We noticed that our internal predecessors of DALL·E 2 sometimes reproduced training images verbatim. This behavior was undesirable, as we would like DALL·E 2 to create unique and original images by default and not simply “stitch” pieces of existing images together. Additionally, reproducing training images verbatim may raise legal issues of copyright infringement, property, and privacy (if photos of individuals were present in the training data).
To better understand the issue of image regurgitation, we collected a data set of prompts that frequently resulted in duplicate images.
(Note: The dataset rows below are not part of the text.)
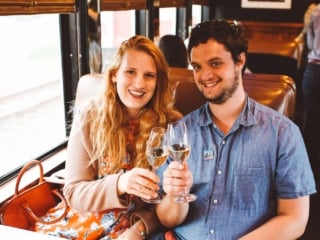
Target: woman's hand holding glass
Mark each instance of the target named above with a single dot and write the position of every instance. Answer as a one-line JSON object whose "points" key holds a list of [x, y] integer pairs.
{"points": [[177, 178], [179, 149], [157, 153]]}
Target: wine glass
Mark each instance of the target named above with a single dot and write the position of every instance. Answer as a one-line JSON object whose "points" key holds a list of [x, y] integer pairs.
{"points": [[156, 152], [179, 150]]}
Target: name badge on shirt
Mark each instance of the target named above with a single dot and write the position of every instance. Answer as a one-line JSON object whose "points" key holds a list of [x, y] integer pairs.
{"points": [[207, 154]]}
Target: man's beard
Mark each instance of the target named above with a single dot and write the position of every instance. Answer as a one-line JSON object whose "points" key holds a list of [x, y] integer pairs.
{"points": [[225, 93]]}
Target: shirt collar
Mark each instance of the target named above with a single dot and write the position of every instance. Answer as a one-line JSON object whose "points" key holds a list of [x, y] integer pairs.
{"points": [[246, 117]]}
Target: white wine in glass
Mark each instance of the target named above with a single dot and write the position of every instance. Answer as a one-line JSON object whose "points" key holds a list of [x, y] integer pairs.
{"points": [[179, 150], [156, 152]]}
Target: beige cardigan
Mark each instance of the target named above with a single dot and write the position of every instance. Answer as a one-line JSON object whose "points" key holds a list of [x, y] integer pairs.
{"points": [[85, 193]]}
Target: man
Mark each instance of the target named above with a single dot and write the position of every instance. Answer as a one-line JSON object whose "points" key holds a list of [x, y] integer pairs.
{"points": [[250, 168]]}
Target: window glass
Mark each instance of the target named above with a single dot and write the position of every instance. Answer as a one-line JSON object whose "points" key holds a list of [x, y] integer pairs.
{"points": [[167, 18], [32, 120], [196, 14], [116, 26]]}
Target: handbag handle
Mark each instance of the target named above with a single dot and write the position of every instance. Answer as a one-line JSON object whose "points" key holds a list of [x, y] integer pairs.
{"points": [[24, 169], [41, 180]]}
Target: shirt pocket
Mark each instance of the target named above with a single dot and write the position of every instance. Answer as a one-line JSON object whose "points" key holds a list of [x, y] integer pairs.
{"points": [[250, 190]]}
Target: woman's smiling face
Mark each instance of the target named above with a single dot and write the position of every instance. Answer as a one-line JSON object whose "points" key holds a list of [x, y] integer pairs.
{"points": [[136, 80]]}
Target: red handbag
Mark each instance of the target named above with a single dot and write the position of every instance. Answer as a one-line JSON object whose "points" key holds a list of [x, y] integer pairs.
{"points": [[27, 206]]}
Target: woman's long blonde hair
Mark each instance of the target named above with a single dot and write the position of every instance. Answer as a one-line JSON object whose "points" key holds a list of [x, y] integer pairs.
{"points": [[107, 117]]}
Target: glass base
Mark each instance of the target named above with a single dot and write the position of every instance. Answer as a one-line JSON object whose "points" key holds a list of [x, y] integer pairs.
{"points": [[153, 200], [185, 198]]}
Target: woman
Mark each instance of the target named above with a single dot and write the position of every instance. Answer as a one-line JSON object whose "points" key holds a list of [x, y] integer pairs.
{"points": [[106, 166]]}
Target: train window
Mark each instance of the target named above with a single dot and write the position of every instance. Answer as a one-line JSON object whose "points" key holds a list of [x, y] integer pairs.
{"points": [[32, 120], [167, 17], [116, 26]]}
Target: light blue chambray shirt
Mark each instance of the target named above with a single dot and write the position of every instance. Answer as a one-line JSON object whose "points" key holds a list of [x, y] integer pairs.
{"points": [[238, 177]]}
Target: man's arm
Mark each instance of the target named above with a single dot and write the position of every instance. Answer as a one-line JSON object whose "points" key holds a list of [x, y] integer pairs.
{"points": [[290, 222]]}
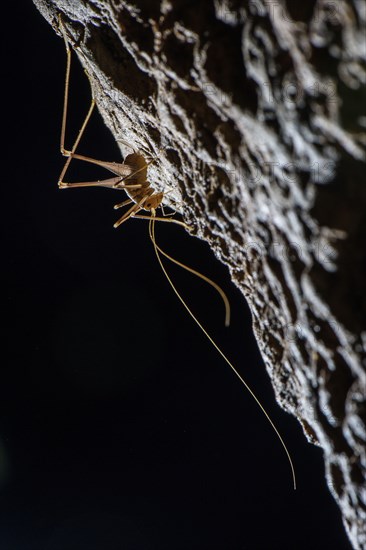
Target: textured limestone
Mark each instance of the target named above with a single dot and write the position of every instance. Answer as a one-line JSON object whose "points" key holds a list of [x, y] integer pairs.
{"points": [[258, 108]]}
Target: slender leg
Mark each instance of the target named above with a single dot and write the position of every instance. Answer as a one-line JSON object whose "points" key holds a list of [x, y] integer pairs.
{"points": [[121, 204], [135, 208], [156, 218], [112, 183], [71, 153]]}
To do this, we use a model trained to sample images for 50,000 indications from our training dataset and rank the samples by perceptual similarity to the corresponding training image. Finally, we inspected the top matches by hand and found only a few hundred true duplicate pairs out of the 50,000 total notices. Although the regurgitation rate appeared to be less than 1%, we felt that it was necessary to reduce the rate to 0 for the reasons stated above.
When we studied our data set of regurgitated images, we noticed two patterns. First, the images were almost all simple vector graphics, which were probably easy to memorize due to their low information content. Second, and more importantly, all the images had many near duplicates in the training dataset. For example, there might be a vector graph that looks like a clock showing 1 o’clock, but then we would discover a training sample containing the same clock showing 2 o’clock, then 3 o’clock, etc. Once we realized this, we used a distributed nearest neighbor search to verify that, in fact, all regurgitated images had perceptually similar duplicates in the data set. Other plays have observed a similar phenomenon in large language models, finding that data duplication is strongly linked to memorization.
The above finding suggested that if we deduplicate our data set, we could solve the regurgitation problem. To accomplish this, we plan to use a neural network to identify groups of images that look alike, and then remove all but one image from each group.[^footnote-2]
However, this would require checking, for each image, whether it is a duplicate of any other image in the dataset. Since our entire data set contains hundreds of millions of images, we would naively need to check hundreds of trillion image pairs to find all the duplicates. While this is technically within reach, especially in a large compute cluster, we found a much more efficient alternative that works almost as well at a small fraction of the cost. Consider what happens if we pool our dataset before doing the deduplication. Since close samples often fall into the same group, most duplicate pairs would not cross the group decision limits. We could then deduplicate the samples within each pool without looking for duplicates outside the pool, while only losing a small fraction of all duplicate pairs. This is much faster than the naive approach, since we no longer have to check every pair of images.[^footnote-3]
When we tested this approach empirically on a small subset of our data, it found 85% of all duplicate pairs usingk = 1024 clusters. To improve the success rate of the above algorithm, we took advantage of a key observation: when you cluster different random subsets of a data set, the resulting cluster decision bounds are often quite different. Therefore, if a duplicate pair crosses a cluster boundary for a data pool, the same pair might fall within a single cluster in a different pool. The more clusters you try, the more likely you are to discover a given duplicate pair. In practice, we decided on five clusterings, which means that we search for duplicates of each image in the union of five different clusters. In practice, this found 97% of all duplicate pairs in a subset of our data.
Surprisingly, almost a quarter of our data set was removed through deduplication. When we looked at the near-duplicate pairs that were found, many of them contained significant changes. Remember the clock example above: the data set can include many images of the same clock at different times of the day. While these images will likely cause the model to memorize the appearance of this particular watch, they can also help the model learn to distinguish between the hours of the day on a watch. Given the amount of data that was removed, we were concerned that removing images like this might have affected the performance of the model.
To test the effect of deduplication on our models, we trained two models with identical hyperparameters: one on the full dataset and one on the deduplicated version of the dataset. To compare the models, we use the same human evaluations that we used to evaluate our original GLIDE model. Surprisingly, we found that human raters slightly privileged the model was trained on deduplicated data, suggesting that the large number of redundant images in the dataset was actually hurting performance.
Once we had a model trained with deduplicated data, we reran the regurgitation search we had previously performed with over 50,000 hints from the training dataset. We found that the new model never regurgitated a training image when given the exact prompt for the image from the training dataset. To take this test a step further, we also perform a nearest neighbor search on the entire training dataset for each of the 50k generated images. In this way, we thought we could catch the model regurgitating an image other than the one associated with a given ad. Even with this more thorough verification, we never found a case of image regurgitation.